The Inevitable Consolidation of Crypto

By | June 13, 2023

Altcoin Armageddon demolished many a crypto portfolio last week:

The immediate cause of this latest disaster is mean ole’ Gary Gensler, the head of the US Securities Exchange Commission.

In the space of one week, he managed to file suits against both Binance and Coinbase, the two largest crypto exchanges in the US.

He is also now on record as saying virtually all crypto-tokens and coins are to be considered securities, except for Bitcoin and possibly Ethereum.

Mr. Gensler’s actions had an immediate effect, with both Binance and delisting many altcoin trading pairs, with predictable results.

But what happened to the price of Bitcoin and Ethereum? Not much:

Considering it’s still up 50% since the beginning of 2023, I can’t complain.

And even though Ethereum is in Mr. Gensler crosshairs (we think), the market isn’t hitting the panic button yet:


lastly, public Bitcoin miners are holding up remarkably well, with Bitfarms and its peers racking up 5% gains this Monday:

But back to altcoin Armageddon: Is it really Gary’s fault that altcoins are tanking?
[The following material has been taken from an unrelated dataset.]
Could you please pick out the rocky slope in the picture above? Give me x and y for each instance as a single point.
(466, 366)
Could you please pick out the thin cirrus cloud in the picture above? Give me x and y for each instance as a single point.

I guess you can say the actions of the SEC were a catalyst, but the crash was inevitable.

Coinmarketcap lists more than 25 THOUSAND different coins and tokens, across 642 different exchanges.

The total market cap of all crypto is slightly more than one trillion dollars. But the market cap of Bitcoin and Ethereum combined make up $709 billion, or more than 70% of the total.

By comparison, there are 4266 publicly traded companies in the US.

Consolidation in the crypto sector is inevitable.

In the early 2000s, we had ton of different search engines, each competing for user attention.
Examples include Yahoo, AltaVista, Lycos, and Excite, among others.

But today it’s Google that rules with 85% market share.

In the late 2000s we had social media platforms, revolutionizing how individuals connected and communicated online. Platforms such as MySpace, Friendster, Bebo, and Orkut were pioneers in the field,

But today none of those platforms are in business, and Facebook controls 65% of the social media market.

Technology sectors consolidate over time. It’s inevitable.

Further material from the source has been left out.